Multiculturalism tells us that it is rude and insensitive to be critical of such garb, and that we must tolerate and even celebrate difference. But I'm afraid I find that the sort of difference these women proclaim by getting themselves up in these sinister weeds to be deeply offensive. I understand that in a free society they are entitled to dress as they please, just as I am.
But I also understand that in a free society I am at liberty to say that the values these outfits imply are repulsive and insulting to me. I find these clothes to be physical manifestations of outdated traditional practices, dating from early Islam and before, that oppress and victimize women, sometimes in the most degrading, cruel and barbaric of ways. Looking at women in these outfits, and comprehending some of the beliefs they imply, is awful and saddening.
According to the Somali-born feminist, Ayaan Hirsi Ali, the contrast between the veil and what goes on behind it is even more striking than apologists for the shrouding of women claim. Writing about the situation in the Netherlands – where Ali is so controversial that the latest set of headlines about her ended in the fall of the government – she points out that about 10 to 15 operations to "restore" the hymens of young women are performed every month, and that "the increase in abortions is directly related to the influx of Moroccan and Turkish women". She also points out that there are many women in refuges in Holland because domestic violence is a permitted Islamic practice.

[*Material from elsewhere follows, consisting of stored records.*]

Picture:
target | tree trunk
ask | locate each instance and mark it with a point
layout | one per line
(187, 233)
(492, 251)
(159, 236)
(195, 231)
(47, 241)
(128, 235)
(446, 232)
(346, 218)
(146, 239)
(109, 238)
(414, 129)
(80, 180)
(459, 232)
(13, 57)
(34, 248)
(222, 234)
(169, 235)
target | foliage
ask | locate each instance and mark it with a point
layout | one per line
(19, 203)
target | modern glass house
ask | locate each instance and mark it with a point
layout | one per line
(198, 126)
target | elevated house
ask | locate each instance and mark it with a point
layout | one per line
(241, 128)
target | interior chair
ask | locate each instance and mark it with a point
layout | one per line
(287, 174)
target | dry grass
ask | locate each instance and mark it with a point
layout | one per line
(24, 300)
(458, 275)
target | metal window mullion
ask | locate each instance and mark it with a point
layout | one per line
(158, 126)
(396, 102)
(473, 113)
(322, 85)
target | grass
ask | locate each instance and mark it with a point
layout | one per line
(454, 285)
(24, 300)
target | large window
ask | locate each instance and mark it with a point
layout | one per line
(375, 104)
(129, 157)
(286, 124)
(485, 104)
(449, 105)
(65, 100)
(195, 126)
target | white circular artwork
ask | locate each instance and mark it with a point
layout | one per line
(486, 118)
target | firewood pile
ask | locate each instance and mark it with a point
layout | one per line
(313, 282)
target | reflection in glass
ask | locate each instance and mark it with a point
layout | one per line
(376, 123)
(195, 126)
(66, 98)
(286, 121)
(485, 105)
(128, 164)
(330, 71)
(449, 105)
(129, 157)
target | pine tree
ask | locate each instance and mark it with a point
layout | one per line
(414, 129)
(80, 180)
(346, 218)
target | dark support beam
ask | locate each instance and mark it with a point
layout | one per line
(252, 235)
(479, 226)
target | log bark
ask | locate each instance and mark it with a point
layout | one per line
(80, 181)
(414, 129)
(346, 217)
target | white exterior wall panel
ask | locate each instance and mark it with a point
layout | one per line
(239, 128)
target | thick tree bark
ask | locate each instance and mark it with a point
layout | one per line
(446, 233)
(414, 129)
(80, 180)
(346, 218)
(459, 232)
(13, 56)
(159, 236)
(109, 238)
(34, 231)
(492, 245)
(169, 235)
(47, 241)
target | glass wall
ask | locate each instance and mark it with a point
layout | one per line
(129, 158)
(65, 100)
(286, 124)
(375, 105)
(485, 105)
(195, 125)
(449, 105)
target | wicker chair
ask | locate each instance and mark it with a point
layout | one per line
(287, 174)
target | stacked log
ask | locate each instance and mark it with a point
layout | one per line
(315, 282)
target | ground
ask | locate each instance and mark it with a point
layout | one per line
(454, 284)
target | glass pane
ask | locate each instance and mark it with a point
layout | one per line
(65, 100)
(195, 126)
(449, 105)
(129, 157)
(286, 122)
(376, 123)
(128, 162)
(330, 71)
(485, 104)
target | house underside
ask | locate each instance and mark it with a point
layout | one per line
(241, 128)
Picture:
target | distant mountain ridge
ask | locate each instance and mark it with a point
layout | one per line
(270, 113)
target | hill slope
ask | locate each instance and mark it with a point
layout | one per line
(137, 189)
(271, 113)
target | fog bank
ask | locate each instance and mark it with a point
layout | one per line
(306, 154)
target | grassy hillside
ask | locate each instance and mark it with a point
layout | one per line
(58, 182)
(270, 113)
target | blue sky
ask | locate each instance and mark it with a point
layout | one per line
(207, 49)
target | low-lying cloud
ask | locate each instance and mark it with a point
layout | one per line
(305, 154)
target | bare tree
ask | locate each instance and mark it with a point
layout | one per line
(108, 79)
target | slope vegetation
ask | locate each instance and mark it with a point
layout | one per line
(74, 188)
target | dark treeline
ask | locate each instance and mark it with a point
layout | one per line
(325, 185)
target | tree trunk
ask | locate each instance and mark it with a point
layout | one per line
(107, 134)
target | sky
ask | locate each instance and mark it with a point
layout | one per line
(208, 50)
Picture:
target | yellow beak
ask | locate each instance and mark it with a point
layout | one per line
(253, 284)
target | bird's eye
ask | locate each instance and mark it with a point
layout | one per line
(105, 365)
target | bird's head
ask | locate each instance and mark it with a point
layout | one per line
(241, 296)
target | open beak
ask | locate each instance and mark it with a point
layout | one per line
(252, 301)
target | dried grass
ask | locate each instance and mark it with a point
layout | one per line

Ali, a former Muslim and Dutch MP who campaigns for the emancipation of Muslim women, describes in her book The Caged Virgin (The Free Press) what the veil represents: "A constant reminder to the outside world of the stifling morality that makes Muslim men the owners of women and obliges them to prevent their mothers, sisters, aunts, sisters-in-law, cousins, nieces, and wives from having sexual contact."
I can do without this "constant reminder" when I'm shopping, taking the children to school, or at any other time. Ali argues that the last thing Muslim women need is Western "tolerance" of the stultifying cultural practices that set them apart from the modern world. I, for one, am more than happy to go along with that.